To be able to calculate these quantities properly, there must first be agreement on the counterfactual: what would have happened in the forest and during energy generation if the biomass in question had not been harvested and used. In that light, it appears to be virtually impossible to base policies on a concrete maximum payback time. PBL therefore concludes, for the sake of caution, that restrictions may be imposed to minimise the risk of carbon debt becoming (too) high or payback times becoming (too) long. An example is the restrictions on permitted flows for a specific end use. The European Renewable Energy Directive (RED II), which has recently been tightened on the issue of sustainability of woody biomass, in part thanks to input from the Netherlands, also has many stipulations which reduce the risk of excessive carbon debt and payback times.
Some people argue that it is better to use natural gas than biomass in the transition to sustainable forms of energy. How does PBL look upon this question?
The biomass study does not make any comparisons between biomass and other forms of energy, but PBL makes calculations, for the Netherlands and for the world as a whole, for many future scenarios in which biomass and natural gas both play a role. In these efforts, PBL does not take a principled position on how much 'better' natural gas is than biomass, or vice versa, but it examines an optimal mix of sustainable energy sources to achieve the goal, set by the government, of a carbon-neutral economy in 2050. Natural gas does not play a role in this final vision, unless its CO2 emissions are captured and stored underground (Carbon Capture and Storage, CCS). Along the path towards 2050, natural gas will certainly have a role to play, whether or not in combination with CCS, not least because natural gas produces low levels of fossil CO2 emissions per unit of energy, compared with sources such as coal.

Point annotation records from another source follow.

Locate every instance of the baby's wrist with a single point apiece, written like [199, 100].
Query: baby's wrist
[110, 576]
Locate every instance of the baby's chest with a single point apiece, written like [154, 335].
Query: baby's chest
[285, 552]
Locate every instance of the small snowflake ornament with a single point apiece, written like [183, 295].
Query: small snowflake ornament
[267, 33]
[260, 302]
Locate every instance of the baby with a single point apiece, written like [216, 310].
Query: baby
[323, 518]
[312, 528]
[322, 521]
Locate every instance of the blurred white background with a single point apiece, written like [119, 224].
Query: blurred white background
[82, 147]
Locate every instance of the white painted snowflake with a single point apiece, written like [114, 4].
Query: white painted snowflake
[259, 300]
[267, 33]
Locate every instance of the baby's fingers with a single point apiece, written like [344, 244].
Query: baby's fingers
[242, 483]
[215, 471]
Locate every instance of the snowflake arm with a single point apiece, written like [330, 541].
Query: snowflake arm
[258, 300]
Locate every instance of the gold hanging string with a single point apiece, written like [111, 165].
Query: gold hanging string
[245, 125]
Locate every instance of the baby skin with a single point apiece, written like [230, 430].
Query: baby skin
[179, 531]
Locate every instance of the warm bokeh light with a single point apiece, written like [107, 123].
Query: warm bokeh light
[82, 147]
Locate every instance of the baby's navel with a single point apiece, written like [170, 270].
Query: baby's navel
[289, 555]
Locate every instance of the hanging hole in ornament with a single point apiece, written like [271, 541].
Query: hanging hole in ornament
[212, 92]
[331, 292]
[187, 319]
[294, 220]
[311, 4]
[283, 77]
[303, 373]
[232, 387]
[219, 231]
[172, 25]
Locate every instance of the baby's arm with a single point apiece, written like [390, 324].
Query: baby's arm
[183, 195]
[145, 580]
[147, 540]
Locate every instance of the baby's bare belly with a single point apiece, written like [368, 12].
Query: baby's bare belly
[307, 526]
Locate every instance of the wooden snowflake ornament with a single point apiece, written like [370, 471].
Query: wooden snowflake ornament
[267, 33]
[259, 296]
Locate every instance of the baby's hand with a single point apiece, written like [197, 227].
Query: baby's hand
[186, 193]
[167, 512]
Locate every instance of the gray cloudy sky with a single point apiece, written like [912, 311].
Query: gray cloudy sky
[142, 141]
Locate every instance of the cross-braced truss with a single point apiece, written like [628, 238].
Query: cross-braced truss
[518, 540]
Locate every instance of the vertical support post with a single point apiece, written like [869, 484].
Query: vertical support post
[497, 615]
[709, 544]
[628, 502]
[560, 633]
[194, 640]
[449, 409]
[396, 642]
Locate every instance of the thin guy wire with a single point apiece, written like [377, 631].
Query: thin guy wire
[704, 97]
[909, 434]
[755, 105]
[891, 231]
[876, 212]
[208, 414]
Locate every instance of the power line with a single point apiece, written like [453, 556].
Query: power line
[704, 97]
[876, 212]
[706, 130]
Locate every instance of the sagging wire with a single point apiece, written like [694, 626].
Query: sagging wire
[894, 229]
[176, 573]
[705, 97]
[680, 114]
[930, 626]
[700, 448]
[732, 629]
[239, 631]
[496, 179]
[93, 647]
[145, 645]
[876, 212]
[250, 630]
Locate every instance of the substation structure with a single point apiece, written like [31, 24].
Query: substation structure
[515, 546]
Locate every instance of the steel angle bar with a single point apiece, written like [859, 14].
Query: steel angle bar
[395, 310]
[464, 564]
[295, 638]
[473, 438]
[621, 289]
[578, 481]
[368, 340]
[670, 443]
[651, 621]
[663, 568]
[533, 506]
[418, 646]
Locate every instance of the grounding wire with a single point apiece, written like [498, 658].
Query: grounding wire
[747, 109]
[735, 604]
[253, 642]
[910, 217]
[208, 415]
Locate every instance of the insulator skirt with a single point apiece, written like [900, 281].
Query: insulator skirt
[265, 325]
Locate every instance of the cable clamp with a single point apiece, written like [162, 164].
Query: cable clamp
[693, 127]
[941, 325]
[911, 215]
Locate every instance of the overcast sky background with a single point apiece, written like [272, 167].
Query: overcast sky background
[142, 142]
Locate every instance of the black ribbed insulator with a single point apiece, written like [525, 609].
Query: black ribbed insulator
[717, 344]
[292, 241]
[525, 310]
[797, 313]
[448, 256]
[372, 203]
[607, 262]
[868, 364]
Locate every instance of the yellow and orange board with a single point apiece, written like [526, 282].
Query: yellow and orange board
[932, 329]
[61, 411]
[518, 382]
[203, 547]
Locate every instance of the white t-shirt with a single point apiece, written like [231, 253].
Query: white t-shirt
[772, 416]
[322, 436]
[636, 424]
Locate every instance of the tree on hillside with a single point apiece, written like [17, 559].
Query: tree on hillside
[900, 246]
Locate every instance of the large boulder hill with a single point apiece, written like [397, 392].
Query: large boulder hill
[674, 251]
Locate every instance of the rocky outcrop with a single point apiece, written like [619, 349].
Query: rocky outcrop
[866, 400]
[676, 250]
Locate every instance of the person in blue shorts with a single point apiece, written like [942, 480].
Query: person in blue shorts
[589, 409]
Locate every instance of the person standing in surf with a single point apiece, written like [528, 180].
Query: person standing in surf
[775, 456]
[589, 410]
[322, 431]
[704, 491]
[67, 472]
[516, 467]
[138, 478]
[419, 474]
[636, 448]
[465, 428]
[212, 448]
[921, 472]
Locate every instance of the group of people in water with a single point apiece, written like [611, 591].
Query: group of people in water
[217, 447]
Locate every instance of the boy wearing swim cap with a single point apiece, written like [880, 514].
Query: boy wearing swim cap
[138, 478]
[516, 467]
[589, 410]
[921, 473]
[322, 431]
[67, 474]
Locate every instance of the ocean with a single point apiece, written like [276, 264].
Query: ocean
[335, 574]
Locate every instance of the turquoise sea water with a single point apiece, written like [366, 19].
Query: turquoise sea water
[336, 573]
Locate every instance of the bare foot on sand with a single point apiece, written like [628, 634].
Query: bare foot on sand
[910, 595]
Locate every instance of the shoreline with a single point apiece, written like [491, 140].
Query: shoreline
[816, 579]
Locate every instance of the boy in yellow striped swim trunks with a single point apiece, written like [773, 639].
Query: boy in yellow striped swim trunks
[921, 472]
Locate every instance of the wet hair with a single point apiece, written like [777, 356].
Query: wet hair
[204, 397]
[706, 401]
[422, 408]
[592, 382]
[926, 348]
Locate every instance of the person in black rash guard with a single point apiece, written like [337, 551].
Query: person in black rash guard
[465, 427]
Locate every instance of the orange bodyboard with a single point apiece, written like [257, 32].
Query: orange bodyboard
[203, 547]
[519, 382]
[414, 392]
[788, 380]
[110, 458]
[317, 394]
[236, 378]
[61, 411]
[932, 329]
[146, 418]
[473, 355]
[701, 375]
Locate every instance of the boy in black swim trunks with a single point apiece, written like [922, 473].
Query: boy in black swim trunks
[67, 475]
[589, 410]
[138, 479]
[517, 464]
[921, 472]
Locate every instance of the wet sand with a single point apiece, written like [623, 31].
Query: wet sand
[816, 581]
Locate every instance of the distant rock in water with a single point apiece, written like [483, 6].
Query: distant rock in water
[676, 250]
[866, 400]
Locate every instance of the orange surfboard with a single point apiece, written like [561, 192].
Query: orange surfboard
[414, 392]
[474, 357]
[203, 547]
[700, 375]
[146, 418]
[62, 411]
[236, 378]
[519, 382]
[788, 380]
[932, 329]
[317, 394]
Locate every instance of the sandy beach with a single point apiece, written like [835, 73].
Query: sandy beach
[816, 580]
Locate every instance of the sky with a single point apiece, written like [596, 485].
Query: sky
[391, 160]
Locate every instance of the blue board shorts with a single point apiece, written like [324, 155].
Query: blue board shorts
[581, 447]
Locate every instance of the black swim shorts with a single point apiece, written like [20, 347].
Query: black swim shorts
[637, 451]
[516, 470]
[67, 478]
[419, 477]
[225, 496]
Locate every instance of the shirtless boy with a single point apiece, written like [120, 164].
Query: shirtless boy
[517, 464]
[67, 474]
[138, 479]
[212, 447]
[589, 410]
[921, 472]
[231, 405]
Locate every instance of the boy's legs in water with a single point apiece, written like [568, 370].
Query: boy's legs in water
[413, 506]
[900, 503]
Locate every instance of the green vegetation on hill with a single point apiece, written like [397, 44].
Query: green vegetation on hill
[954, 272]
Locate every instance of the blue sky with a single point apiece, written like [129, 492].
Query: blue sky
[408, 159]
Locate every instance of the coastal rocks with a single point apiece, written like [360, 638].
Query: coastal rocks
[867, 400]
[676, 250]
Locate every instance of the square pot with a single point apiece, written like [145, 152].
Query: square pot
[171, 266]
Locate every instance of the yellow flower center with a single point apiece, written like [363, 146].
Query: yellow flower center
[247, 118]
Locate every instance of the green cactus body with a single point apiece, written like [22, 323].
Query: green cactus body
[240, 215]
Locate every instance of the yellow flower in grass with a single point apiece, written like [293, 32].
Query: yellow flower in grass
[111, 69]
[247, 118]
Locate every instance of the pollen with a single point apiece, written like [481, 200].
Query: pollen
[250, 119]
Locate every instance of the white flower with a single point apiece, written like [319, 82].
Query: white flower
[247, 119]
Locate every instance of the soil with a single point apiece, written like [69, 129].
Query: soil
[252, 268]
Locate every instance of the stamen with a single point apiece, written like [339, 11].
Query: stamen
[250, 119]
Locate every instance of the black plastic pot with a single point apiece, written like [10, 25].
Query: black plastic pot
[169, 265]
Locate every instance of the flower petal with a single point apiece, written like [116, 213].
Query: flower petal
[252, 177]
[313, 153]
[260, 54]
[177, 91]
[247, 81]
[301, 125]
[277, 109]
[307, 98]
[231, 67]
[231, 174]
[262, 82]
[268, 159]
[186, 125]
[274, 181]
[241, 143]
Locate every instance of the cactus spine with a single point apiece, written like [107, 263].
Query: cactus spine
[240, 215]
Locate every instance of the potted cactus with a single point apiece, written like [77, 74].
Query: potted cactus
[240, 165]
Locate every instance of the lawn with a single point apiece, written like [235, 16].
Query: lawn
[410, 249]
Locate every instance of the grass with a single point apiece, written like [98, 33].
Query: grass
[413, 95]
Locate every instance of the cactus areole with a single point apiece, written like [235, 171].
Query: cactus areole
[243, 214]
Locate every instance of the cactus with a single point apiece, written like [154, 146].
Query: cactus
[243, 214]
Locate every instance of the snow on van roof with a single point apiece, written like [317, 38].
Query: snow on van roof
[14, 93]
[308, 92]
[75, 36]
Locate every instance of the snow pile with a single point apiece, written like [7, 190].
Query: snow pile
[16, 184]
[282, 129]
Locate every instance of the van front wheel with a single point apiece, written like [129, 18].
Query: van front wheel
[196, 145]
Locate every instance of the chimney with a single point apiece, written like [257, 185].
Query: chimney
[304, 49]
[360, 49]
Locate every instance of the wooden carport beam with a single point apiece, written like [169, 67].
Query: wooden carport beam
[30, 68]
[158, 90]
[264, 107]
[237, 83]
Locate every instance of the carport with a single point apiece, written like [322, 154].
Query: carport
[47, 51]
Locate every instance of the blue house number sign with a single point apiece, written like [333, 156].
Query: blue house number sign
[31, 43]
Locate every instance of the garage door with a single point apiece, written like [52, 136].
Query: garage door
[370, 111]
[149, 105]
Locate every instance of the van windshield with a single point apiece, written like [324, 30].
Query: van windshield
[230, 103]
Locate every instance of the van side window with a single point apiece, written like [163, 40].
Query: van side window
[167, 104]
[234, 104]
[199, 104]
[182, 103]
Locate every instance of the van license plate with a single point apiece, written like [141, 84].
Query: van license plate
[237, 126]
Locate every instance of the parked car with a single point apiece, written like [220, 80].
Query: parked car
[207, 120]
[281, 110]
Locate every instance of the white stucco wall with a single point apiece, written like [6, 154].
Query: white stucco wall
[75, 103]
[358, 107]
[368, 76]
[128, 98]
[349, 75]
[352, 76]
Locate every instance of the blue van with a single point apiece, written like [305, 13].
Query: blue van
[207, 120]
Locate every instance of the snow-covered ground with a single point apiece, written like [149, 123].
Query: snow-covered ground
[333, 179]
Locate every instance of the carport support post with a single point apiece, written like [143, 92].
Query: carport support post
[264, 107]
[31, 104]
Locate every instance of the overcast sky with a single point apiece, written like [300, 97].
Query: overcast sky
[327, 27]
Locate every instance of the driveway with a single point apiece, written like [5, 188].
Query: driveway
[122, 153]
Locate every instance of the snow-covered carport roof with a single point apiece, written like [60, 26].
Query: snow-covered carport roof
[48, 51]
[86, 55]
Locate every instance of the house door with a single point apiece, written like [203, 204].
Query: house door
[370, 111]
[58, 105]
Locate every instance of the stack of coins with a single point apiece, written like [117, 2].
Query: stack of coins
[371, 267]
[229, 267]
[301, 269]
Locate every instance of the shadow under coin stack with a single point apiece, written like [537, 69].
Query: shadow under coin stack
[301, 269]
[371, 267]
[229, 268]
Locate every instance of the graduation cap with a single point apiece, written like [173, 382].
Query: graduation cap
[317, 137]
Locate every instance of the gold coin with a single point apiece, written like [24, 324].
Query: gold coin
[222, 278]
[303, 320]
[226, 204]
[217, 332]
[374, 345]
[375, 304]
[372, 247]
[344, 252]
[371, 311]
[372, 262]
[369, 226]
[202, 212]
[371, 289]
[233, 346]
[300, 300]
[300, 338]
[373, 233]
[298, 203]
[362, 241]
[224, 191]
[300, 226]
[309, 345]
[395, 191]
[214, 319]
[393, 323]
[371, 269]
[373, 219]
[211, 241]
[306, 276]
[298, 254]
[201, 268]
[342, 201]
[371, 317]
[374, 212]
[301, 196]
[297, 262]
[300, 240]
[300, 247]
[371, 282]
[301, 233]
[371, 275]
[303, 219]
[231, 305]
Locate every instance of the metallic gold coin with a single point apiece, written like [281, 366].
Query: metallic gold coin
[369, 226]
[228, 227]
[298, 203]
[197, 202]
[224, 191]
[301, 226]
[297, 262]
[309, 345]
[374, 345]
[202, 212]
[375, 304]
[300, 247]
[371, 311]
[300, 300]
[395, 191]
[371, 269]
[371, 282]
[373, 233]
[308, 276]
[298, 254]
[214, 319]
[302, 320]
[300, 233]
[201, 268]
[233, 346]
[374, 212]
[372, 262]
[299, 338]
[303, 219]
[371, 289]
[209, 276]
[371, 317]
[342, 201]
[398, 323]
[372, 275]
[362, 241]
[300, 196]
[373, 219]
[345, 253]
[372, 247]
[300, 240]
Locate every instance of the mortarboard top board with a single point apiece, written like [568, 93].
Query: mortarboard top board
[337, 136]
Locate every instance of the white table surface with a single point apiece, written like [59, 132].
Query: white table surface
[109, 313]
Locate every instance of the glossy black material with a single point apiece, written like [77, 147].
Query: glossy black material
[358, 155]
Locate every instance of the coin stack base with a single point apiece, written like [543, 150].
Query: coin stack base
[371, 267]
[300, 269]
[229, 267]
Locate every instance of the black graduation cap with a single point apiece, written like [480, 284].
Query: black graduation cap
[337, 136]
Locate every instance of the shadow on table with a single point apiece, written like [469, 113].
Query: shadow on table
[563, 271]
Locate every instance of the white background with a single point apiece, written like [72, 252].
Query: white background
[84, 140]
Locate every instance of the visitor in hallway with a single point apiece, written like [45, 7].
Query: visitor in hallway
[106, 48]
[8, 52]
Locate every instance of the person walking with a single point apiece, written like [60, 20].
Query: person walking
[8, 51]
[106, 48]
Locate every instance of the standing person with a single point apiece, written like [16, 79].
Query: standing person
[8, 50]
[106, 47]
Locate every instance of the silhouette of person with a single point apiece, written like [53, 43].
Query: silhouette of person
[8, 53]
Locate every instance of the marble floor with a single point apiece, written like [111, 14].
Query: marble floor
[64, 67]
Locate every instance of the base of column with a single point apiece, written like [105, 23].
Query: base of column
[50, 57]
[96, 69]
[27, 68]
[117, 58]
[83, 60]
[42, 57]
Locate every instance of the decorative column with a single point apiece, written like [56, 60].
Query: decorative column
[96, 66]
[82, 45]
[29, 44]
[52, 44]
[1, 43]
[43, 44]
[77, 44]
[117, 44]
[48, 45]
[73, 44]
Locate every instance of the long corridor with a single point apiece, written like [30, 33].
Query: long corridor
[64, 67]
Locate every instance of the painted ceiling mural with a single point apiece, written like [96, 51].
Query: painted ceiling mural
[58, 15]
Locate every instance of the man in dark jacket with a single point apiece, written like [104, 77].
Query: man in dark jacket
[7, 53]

A point that was also brought up in the stakeholder process was that biomass emits more CO2 per unit of energy than coal, and much more than natural gas, and therefore is bad for the climate. While the first part of this assertion is factually correct, this does not automatically lead to the conclusion that biomass is therefore worse than the alternatives.
To be able to assess if biomass brings CO2 gains relative to fossil energy carriers, it is necessary to not only consider the CO2 emissions at the chimney or the exhaust pipe, but to also include in the calculations the effects over a previously set time span of the entire production chain (cultivation, harvesting, processing, conversion, transport) and the counterfactual — that is, what would have occurred if the biomass had not been harvested for energy or feedstock (see comment above). The comparison should also take into account the entire production chain of coal or gas, including methane that is released during extraction and transport.
Do biomass power plants lead to poorer air quality? Are the requirements for air quality being violated?
Provided they meet the emission requirements, larger modern biomass power plants can cause a slight or only very slight deterioration in air quality compared to gas-fired plants. Of course, if the number of biomass power plants continues to rise, there could be a negative effect on air quality.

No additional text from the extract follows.